Ashkenazi Jews (AJ), identified as Jewish individuals of Central- and Eastern European ancestry, form the largest genetic isolate in the United States. AJ demonstrate distinctive genetic characteristics including high prevalence of autosomal recessive diseases and relatively high frequency of alleles that confer a strong risk of common diseases, such as Parkinson’s disease and breast and ovarian cancer.
Several recent studies have employed common polymorphisms to characterize AJ as a genetically distinct population, close to other Jewish populations as well as to present-day Middle Eastern and European populations. Previous analyses of recent AJ history highlighted a narrow population bottleneck of only hundreds of individuals in late medieval times, followed by rapid expansion.
A new study improves imputation accuracy for AJ SNP arrays by 28%, and covers at least one haplotype in ≈67% of any AJ genome with long, identical-by-descent segments. Reconstruction of recent AJ history from such segments confirms a recent bottleneck of merely ≈350 individuals.

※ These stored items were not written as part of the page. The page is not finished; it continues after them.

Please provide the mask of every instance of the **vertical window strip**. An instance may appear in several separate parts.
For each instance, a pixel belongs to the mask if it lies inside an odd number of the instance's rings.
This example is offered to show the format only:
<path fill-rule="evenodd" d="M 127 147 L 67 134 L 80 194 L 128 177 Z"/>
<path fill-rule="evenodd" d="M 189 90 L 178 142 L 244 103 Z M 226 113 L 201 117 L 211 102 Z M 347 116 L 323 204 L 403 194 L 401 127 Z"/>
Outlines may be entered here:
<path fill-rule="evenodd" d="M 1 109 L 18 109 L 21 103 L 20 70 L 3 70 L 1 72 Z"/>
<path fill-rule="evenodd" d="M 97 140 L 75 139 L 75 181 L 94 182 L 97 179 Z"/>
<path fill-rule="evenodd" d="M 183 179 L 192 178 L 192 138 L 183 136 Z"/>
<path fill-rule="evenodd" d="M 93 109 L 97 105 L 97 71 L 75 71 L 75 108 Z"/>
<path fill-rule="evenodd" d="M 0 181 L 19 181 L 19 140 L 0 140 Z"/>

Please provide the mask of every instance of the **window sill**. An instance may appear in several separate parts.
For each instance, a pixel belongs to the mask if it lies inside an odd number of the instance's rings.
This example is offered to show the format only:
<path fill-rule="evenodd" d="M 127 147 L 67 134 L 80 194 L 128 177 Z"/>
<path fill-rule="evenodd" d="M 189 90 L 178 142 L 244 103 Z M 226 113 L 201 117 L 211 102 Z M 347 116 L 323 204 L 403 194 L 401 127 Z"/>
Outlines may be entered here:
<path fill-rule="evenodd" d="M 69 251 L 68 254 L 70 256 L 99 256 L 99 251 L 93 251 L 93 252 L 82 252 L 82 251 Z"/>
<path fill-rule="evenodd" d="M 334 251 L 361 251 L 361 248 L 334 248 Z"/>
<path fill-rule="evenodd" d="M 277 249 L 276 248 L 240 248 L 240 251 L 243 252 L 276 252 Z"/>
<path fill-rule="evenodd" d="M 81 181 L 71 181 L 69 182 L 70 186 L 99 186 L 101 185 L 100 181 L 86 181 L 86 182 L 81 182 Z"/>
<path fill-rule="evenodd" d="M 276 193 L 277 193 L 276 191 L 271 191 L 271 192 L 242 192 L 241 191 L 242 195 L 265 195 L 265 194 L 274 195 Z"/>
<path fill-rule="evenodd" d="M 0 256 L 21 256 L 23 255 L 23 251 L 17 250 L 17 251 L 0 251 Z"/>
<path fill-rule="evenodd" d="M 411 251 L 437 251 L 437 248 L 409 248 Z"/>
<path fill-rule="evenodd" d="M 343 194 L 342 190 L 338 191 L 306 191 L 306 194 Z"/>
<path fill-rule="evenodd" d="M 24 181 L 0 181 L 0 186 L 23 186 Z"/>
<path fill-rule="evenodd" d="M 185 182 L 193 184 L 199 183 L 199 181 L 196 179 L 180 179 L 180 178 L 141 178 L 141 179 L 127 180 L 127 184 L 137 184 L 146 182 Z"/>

Modelling of ancient histories for AJ and European populations using their joint allele frequency spectrum determines AJ to be an even admixture of European and likely Middle Eastern origins. We date the split between the two ancestral populations to ≈12–25 Kyr, suggesting a predominantly Near Eastern source for the repopulation of Europe after the Last Glacial Maximum.
The study, in other words, found that
“the central and eastern European Jewish population, known as Ashkenazi Jews, from whom most American Jews are descended, started from a founding population of about 350 people between 600 and 800 years ago.”
According to Columbia University researcher Itsik Pe’er, who was involved with the study, their research also showed that the group of 350 was made up of Jews of Middle Eastern and European—thereby disproving the much-debated theory that Jews descended from Khazars, a Turkic people who lived in the Caucasus region between the 7th and 10th centuries.